ちょうどリッカルドがマリアンヌと秘密の相談をしていた頃、マリアンヌはマリアたちと、お別れの晩餐をしていました。明日は、アランとともに皇帝の宮廷に「人質」として滞在するために出発しなくてはなりません。結婚前に皇帝の姪のもとに預けられたときと、傍目には似ていても、今回は、意味することは全く違うことは皆わかっていました。しかもエドモンの容態は、一進一退を繰り返している状況のままで、会話が弾むはずもありません。押し黙った女性たちを前に、ジャンカルロは何かと明るい話題を探そうと考えていたのですが、彼自身も、身重のソフィーが心配で、宮廷にマリアエレナを送り届けたあと、すぐ自分の城に戻りたかったのですが、エレノアの処遇をどうしようかと、一人悩んでいたのです。

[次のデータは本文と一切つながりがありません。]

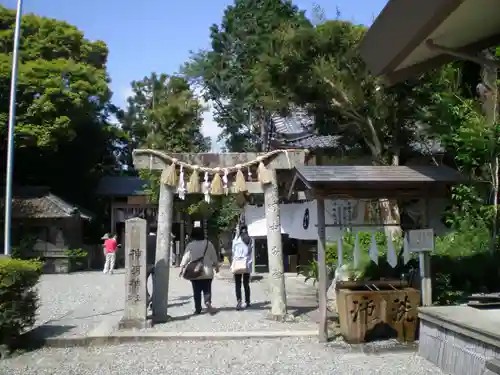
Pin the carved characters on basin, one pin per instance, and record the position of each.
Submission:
(365, 307)
(378, 314)
(134, 275)
(401, 310)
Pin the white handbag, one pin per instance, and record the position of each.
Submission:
(239, 266)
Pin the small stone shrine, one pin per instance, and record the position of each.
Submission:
(136, 300)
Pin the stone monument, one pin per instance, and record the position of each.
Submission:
(136, 300)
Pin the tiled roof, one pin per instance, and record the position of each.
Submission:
(296, 130)
(349, 173)
(298, 121)
(311, 141)
(121, 186)
(39, 203)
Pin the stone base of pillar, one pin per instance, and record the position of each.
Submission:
(287, 318)
(134, 324)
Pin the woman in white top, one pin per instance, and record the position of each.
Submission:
(202, 284)
(242, 250)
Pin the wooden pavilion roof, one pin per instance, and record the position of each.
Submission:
(371, 182)
(400, 42)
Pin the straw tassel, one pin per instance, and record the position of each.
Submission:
(169, 175)
(194, 181)
(240, 185)
(181, 190)
(265, 176)
(217, 186)
(356, 252)
(206, 188)
(225, 181)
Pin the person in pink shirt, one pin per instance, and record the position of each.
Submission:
(110, 246)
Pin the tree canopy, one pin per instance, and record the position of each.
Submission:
(64, 135)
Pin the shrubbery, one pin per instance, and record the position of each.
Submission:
(461, 264)
(18, 298)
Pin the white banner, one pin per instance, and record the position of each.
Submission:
(299, 220)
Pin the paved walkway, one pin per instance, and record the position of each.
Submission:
(86, 304)
(90, 304)
(290, 356)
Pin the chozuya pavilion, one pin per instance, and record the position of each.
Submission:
(407, 39)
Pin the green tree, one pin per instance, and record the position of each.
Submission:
(224, 72)
(163, 113)
(64, 138)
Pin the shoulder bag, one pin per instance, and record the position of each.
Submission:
(195, 268)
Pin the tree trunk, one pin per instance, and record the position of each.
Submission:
(389, 209)
(490, 109)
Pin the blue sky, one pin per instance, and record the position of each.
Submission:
(157, 35)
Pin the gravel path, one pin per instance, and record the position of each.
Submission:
(278, 357)
(76, 304)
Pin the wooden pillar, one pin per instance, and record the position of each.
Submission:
(112, 228)
(424, 258)
(322, 272)
(253, 256)
(182, 240)
(275, 250)
(162, 261)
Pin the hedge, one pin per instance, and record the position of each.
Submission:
(461, 263)
(18, 297)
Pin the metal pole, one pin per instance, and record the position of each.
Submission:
(12, 123)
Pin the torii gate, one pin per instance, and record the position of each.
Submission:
(223, 173)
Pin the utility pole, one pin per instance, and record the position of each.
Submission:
(11, 129)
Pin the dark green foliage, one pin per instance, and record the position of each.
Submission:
(64, 137)
(18, 299)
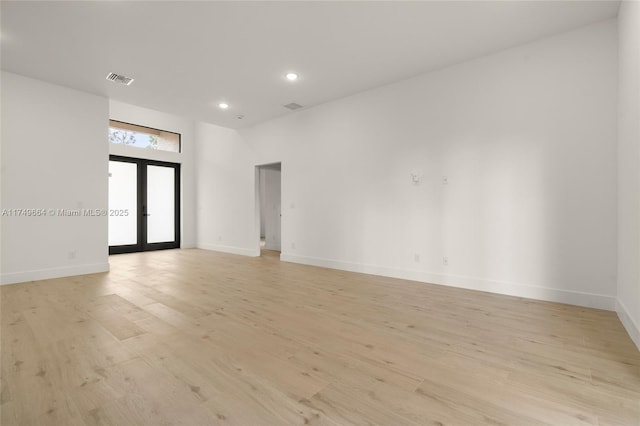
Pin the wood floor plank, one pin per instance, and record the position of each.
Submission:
(197, 337)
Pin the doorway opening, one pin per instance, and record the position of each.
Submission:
(144, 205)
(269, 191)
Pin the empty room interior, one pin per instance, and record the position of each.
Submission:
(320, 212)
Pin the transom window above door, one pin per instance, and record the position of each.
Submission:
(143, 137)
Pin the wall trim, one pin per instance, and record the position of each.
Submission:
(590, 300)
(47, 274)
(230, 249)
(633, 329)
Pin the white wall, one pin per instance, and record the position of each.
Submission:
(226, 186)
(628, 306)
(54, 150)
(526, 138)
(159, 120)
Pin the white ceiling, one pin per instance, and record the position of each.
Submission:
(188, 56)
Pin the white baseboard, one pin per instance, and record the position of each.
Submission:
(629, 324)
(230, 249)
(46, 274)
(589, 300)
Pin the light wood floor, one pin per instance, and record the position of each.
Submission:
(201, 338)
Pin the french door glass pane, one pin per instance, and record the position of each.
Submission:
(123, 203)
(160, 204)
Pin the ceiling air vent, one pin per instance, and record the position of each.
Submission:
(117, 78)
(293, 106)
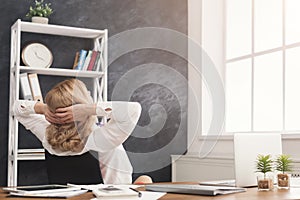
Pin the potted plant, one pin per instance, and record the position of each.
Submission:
(40, 12)
(264, 164)
(283, 165)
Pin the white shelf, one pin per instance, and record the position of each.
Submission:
(31, 154)
(98, 88)
(58, 30)
(60, 72)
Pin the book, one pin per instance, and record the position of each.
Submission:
(98, 61)
(87, 60)
(92, 60)
(82, 56)
(76, 60)
(25, 87)
(35, 87)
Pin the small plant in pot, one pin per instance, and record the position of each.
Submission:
(283, 164)
(40, 12)
(264, 165)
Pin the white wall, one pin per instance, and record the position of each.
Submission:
(206, 27)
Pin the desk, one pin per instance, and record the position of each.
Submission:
(252, 193)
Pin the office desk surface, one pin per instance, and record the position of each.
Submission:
(250, 194)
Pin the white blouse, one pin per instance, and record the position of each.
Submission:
(106, 140)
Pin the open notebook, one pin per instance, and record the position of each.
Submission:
(193, 189)
(247, 146)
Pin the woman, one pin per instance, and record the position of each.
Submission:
(66, 125)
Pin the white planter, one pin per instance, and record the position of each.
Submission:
(41, 20)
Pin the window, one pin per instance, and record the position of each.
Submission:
(262, 66)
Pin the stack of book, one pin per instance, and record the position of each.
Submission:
(87, 60)
(30, 87)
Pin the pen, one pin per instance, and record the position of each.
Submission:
(139, 193)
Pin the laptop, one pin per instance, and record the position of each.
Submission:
(247, 146)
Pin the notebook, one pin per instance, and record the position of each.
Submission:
(193, 189)
(246, 148)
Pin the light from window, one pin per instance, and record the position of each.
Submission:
(292, 91)
(267, 24)
(238, 96)
(292, 21)
(238, 28)
(268, 87)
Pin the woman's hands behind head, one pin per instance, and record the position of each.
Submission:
(77, 112)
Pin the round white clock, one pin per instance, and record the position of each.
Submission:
(37, 55)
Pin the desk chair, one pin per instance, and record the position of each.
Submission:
(80, 169)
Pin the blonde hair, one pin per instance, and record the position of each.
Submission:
(71, 136)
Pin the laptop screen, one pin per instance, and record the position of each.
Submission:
(247, 146)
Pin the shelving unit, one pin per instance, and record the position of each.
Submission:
(99, 78)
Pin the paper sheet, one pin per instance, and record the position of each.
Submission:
(146, 195)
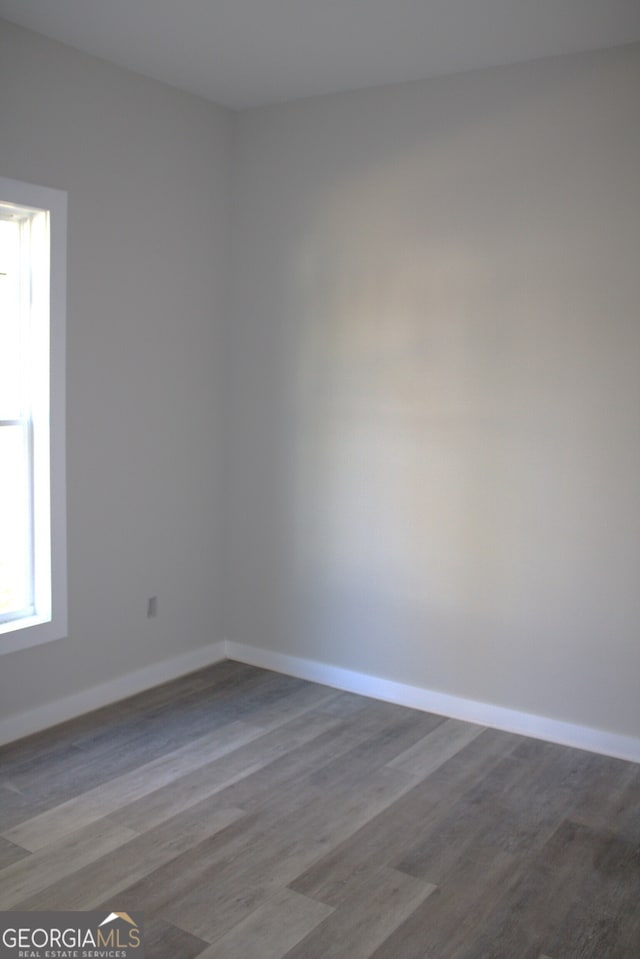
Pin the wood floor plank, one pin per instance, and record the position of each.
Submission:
(211, 778)
(437, 747)
(41, 869)
(568, 901)
(164, 941)
(271, 930)
(10, 853)
(104, 878)
(38, 832)
(247, 813)
(221, 887)
(368, 915)
(398, 830)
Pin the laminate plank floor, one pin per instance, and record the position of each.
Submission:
(248, 814)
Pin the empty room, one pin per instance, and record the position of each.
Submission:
(319, 479)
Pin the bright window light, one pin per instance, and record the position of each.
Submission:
(32, 501)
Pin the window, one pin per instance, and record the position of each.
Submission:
(33, 601)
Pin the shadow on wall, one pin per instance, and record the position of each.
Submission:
(455, 450)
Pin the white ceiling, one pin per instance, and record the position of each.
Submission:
(244, 53)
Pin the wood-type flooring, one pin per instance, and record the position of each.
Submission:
(249, 815)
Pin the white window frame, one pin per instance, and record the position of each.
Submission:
(50, 619)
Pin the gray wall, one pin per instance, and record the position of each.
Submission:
(147, 170)
(410, 444)
(435, 442)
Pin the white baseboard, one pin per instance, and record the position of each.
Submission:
(50, 714)
(416, 697)
(509, 720)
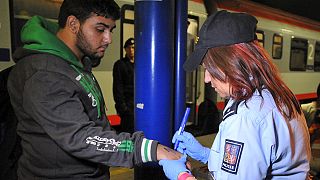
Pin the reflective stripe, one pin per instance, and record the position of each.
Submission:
(146, 150)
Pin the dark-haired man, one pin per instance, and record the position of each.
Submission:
(60, 109)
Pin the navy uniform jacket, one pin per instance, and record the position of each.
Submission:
(255, 142)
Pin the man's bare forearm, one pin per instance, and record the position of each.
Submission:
(164, 152)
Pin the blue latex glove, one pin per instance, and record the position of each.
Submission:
(172, 168)
(188, 144)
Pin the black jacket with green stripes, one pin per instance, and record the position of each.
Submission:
(64, 133)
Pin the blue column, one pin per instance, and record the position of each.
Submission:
(181, 11)
(154, 61)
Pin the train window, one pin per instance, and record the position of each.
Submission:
(260, 37)
(277, 46)
(298, 55)
(317, 57)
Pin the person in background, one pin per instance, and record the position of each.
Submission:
(310, 109)
(62, 122)
(123, 89)
(312, 113)
(263, 134)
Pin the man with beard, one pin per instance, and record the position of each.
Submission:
(123, 89)
(64, 131)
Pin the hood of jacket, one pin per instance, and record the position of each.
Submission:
(39, 36)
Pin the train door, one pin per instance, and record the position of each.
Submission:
(127, 25)
(192, 78)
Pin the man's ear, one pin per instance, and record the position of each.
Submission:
(73, 24)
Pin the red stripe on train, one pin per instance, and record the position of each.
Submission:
(115, 119)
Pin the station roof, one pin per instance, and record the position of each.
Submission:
(304, 8)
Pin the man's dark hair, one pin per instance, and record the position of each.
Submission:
(83, 9)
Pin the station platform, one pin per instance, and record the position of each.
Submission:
(200, 169)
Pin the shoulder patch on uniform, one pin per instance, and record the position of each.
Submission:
(231, 110)
(232, 155)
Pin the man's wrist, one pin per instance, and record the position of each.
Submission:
(185, 176)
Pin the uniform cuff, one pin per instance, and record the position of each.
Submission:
(148, 150)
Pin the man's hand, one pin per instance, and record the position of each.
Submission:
(164, 152)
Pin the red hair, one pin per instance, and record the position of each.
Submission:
(247, 67)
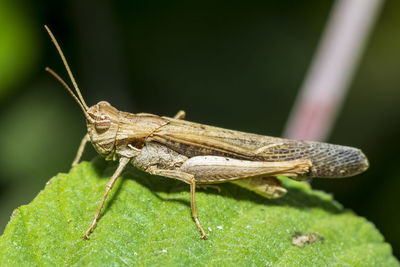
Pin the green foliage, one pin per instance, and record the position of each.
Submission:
(18, 45)
(147, 221)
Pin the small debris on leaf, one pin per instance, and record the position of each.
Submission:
(300, 240)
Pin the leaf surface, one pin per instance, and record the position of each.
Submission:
(147, 221)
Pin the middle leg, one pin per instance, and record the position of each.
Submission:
(189, 179)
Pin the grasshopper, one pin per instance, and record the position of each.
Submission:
(200, 154)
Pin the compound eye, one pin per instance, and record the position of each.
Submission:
(102, 125)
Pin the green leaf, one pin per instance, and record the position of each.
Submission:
(147, 221)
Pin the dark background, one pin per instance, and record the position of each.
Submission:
(233, 64)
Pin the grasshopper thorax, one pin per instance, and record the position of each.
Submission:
(103, 123)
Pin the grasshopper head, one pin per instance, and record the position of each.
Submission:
(102, 123)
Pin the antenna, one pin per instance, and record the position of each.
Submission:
(55, 75)
(82, 101)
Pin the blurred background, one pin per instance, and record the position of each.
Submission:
(233, 64)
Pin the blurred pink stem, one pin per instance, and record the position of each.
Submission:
(324, 89)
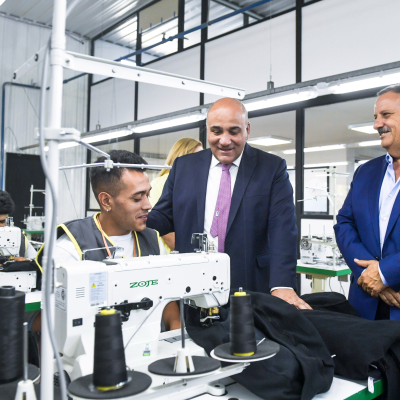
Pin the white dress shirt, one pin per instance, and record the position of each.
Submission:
(65, 250)
(214, 179)
(389, 191)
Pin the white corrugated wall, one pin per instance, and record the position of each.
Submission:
(18, 42)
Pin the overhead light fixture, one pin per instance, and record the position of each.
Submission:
(269, 140)
(279, 99)
(168, 123)
(366, 127)
(318, 148)
(96, 138)
(370, 143)
(378, 79)
(128, 62)
(107, 136)
(335, 164)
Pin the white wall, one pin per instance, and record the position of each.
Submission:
(19, 41)
(155, 100)
(342, 35)
(242, 59)
(112, 102)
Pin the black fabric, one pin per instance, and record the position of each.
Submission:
(302, 368)
(329, 301)
(383, 311)
(357, 343)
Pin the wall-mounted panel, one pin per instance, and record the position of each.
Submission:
(341, 36)
(112, 102)
(155, 100)
(243, 59)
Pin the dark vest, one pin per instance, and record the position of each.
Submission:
(24, 245)
(85, 235)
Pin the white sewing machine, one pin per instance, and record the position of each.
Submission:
(10, 243)
(140, 288)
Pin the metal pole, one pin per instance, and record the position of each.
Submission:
(56, 90)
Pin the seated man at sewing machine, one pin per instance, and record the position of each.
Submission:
(26, 250)
(119, 229)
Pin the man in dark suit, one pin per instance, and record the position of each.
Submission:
(368, 229)
(241, 198)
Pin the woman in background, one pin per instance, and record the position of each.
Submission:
(180, 148)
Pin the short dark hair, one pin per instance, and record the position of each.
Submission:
(7, 206)
(392, 88)
(109, 181)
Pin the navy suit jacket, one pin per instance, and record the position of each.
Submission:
(357, 234)
(261, 233)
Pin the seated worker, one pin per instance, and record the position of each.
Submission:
(122, 194)
(7, 207)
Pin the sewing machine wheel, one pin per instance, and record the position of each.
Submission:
(83, 387)
(266, 349)
(202, 366)
(305, 244)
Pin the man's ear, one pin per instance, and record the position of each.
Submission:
(105, 200)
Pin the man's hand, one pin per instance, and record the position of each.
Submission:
(370, 279)
(390, 297)
(291, 297)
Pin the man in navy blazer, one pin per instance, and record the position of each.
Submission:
(261, 231)
(368, 228)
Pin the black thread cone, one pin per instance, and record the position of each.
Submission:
(243, 337)
(109, 367)
(12, 306)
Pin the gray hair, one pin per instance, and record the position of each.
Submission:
(244, 110)
(392, 88)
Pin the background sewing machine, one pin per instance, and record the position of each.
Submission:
(139, 288)
(10, 244)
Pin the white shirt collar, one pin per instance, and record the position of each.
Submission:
(215, 162)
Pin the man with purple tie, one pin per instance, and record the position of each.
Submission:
(241, 198)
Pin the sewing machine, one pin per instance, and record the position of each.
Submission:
(139, 288)
(10, 243)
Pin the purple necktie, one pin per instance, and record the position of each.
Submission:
(220, 220)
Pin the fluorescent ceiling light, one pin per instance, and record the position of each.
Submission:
(107, 136)
(318, 148)
(152, 126)
(335, 164)
(95, 138)
(366, 127)
(128, 62)
(273, 100)
(369, 81)
(370, 143)
(269, 140)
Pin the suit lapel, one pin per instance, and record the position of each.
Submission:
(394, 216)
(245, 172)
(201, 172)
(376, 182)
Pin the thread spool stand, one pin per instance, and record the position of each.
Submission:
(110, 379)
(184, 364)
(14, 348)
(243, 347)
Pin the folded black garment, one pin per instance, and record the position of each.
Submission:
(28, 265)
(360, 345)
(302, 368)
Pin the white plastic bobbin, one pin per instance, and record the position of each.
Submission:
(216, 388)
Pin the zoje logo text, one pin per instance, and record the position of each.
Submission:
(144, 283)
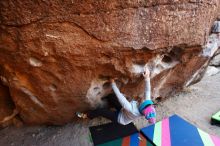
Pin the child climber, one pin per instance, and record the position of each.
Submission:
(126, 111)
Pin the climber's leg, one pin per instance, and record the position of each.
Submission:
(103, 112)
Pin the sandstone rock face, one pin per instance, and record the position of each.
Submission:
(6, 105)
(56, 56)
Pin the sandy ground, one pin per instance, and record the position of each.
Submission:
(195, 104)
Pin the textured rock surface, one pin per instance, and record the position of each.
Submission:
(6, 105)
(55, 56)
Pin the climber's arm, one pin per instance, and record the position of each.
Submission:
(121, 98)
(147, 91)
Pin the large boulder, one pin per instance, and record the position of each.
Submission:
(56, 56)
(6, 106)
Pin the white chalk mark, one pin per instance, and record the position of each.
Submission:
(35, 62)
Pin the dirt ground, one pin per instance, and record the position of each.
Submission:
(195, 104)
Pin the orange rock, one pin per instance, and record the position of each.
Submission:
(56, 57)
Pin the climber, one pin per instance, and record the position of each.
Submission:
(126, 111)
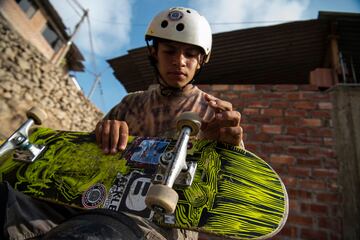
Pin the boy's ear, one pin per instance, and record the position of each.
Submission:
(153, 56)
(153, 53)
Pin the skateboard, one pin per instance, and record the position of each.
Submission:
(200, 185)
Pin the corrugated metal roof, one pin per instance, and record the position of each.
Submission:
(284, 53)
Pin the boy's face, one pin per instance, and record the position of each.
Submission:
(177, 62)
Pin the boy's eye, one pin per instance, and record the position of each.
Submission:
(192, 53)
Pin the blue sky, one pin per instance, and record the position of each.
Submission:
(117, 26)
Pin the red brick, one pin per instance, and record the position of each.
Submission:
(282, 159)
(204, 87)
(320, 114)
(305, 105)
(320, 132)
(295, 96)
(296, 130)
(243, 87)
(271, 148)
(331, 163)
(313, 234)
(296, 113)
(330, 223)
(287, 121)
(287, 232)
(251, 146)
(220, 87)
(258, 104)
(279, 104)
(248, 128)
(324, 152)
(259, 119)
(271, 129)
(284, 139)
(311, 122)
(309, 87)
(286, 88)
(229, 96)
(300, 220)
(259, 137)
(250, 111)
(271, 112)
(300, 194)
(273, 95)
(299, 171)
(310, 161)
(323, 172)
(289, 181)
(325, 105)
(312, 184)
(245, 96)
(329, 141)
(314, 208)
(294, 205)
(302, 150)
(310, 140)
(333, 198)
(266, 87)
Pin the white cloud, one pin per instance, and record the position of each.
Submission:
(222, 12)
(109, 19)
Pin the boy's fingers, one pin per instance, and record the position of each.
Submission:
(123, 135)
(105, 136)
(114, 136)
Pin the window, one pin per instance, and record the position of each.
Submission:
(28, 6)
(51, 37)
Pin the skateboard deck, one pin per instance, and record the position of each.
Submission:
(234, 194)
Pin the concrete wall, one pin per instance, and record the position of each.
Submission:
(346, 114)
(27, 79)
(30, 29)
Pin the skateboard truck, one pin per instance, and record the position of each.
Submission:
(173, 168)
(20, 138)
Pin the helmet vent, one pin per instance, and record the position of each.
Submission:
(164, 24)
(180, 27)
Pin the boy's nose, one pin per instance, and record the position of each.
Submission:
(179, 59)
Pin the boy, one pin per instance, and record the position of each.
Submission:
(181, 45)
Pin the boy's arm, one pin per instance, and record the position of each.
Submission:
(225, 125)
(112, 135)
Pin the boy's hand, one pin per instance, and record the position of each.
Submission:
(225, 125)
(112, 135)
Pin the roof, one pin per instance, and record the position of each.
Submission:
(74, 57)
(283, 53)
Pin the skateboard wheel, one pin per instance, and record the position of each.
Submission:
(163, 197)
(189, 119)
(37, 114)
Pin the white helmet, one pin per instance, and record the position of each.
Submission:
(182, 25)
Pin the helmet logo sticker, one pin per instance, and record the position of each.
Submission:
(175, 15)
(94, 196)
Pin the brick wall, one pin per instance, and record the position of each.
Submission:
(290, 126)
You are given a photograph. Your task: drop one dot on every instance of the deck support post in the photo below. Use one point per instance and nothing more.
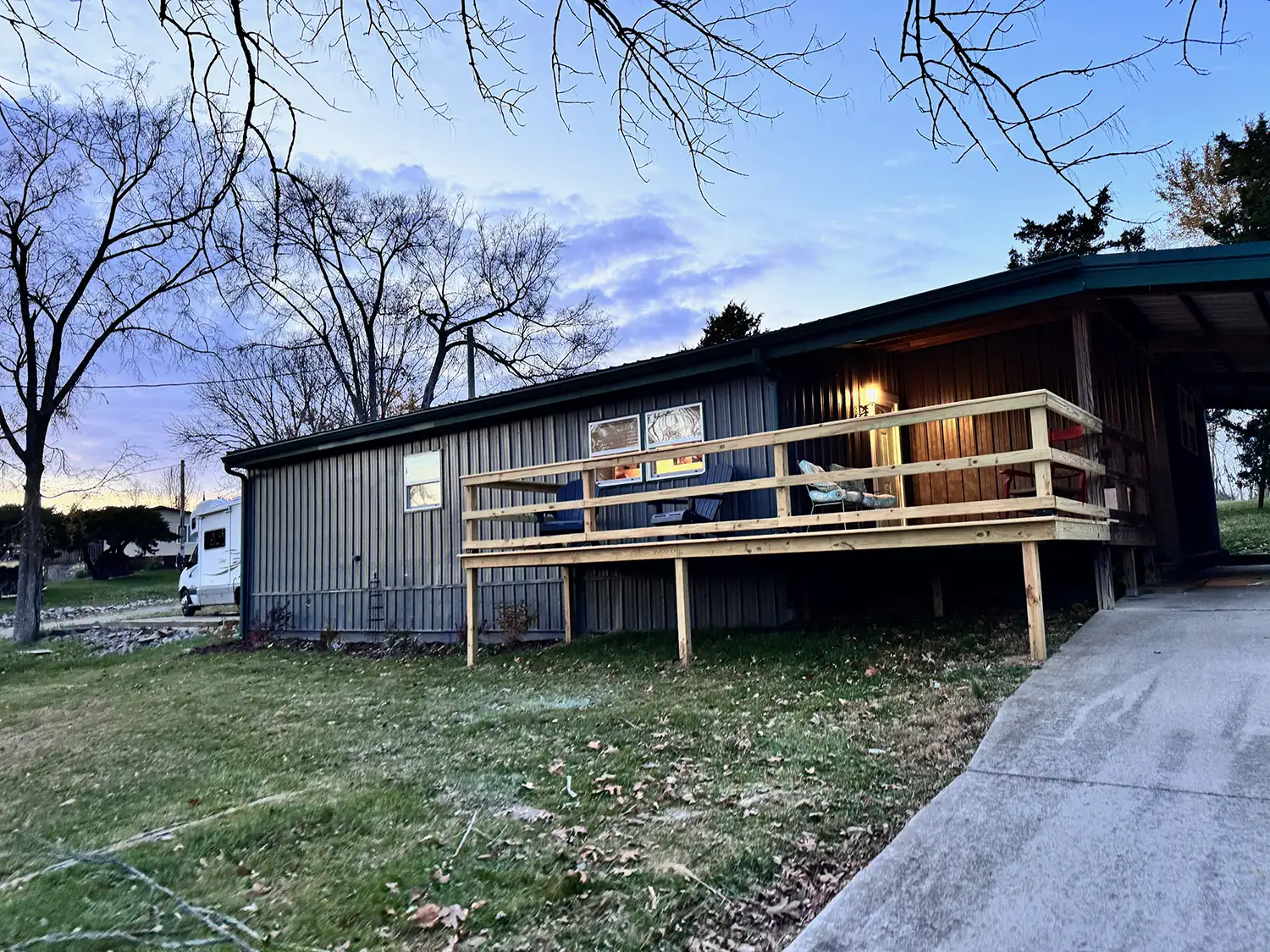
(781, 467)
(1148, 566)
(683, 611)
(566, 599)
(1043, 470)
(1035, 602)
(1102, 581)
(588, 492)
(472, 621)
(1129, 566)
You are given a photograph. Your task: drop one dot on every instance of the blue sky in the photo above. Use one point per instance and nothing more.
(838, 206)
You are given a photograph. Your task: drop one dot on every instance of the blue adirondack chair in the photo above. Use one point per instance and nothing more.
(700, 508)
(563, 520)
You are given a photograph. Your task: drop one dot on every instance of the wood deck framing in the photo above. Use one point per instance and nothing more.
(1025, 522)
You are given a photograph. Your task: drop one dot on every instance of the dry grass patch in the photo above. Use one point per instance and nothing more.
(589, 797)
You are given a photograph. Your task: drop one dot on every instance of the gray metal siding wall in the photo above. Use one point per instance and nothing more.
(325, 527)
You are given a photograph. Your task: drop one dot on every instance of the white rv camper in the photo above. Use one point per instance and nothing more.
(213, 574)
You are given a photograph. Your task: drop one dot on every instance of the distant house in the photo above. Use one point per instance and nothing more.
(167, 551)
(1051, 410)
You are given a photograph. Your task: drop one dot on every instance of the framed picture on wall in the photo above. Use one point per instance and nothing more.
(676, 426)
(612, 438)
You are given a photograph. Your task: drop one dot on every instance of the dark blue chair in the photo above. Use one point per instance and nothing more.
(563, 520)
(700, 508)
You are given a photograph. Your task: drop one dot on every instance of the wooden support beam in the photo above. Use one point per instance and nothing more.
(1102, 581)
(566, 596)
(1035, 602)
(683, 611)
(588, 494)
(781, 467)
(472, 616)
(1086, 395)
(1129, 566)
(1148, 565)
(1041, 469)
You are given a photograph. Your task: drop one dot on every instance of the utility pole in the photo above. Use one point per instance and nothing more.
(180, 520)
(472, 365)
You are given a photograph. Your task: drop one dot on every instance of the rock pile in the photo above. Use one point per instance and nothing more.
(114, 640)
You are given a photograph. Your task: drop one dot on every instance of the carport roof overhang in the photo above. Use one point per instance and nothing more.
(1204, 311)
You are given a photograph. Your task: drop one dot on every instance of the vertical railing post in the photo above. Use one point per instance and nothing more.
(1041, 469)
(781, 467)
(588, 493)
(472, 531)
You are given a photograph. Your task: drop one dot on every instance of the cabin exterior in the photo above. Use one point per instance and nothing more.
(1056, 409)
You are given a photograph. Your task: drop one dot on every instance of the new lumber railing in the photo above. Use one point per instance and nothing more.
(1029, 520)
(482, 510)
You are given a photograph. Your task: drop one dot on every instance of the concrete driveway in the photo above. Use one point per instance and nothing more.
(1119, 801)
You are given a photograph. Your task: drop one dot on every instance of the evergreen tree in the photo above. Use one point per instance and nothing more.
(732, 322)
(1246, 167)
(1072, 234)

「母を一緒に宮廷に連れて行くことは、人質を増やすことになるだけで、絶対避けたいところだ。しかし。」
そんなジャンカルロの心の内を悟ったのか、マリアがはっきりと宣言したのです。
「エレノア様、よろしければどうぞ、お好きなだけ、この屋敷にご滞在いただけますか?私は全くかまいません。どうぞお気兼ねなさいますな。それどころか、一緒に看護してくださる方が増えて、私も心強い限りです。リッカルド殿からも、そうしていただくのが一番だと承っております。」
儀礼的に躊躇の態度を示しはしたものの、エレノアはすぐ喜んでご招待をお受けますと返事をし、ジャンカルロも、マリアに感謝の意を表しましたが、マリアエレナは、この申し出を聞いて、マリアの相手は、やはり、彼女の秘密の恋人は、あの方なのだわ、と一人納得したのでした。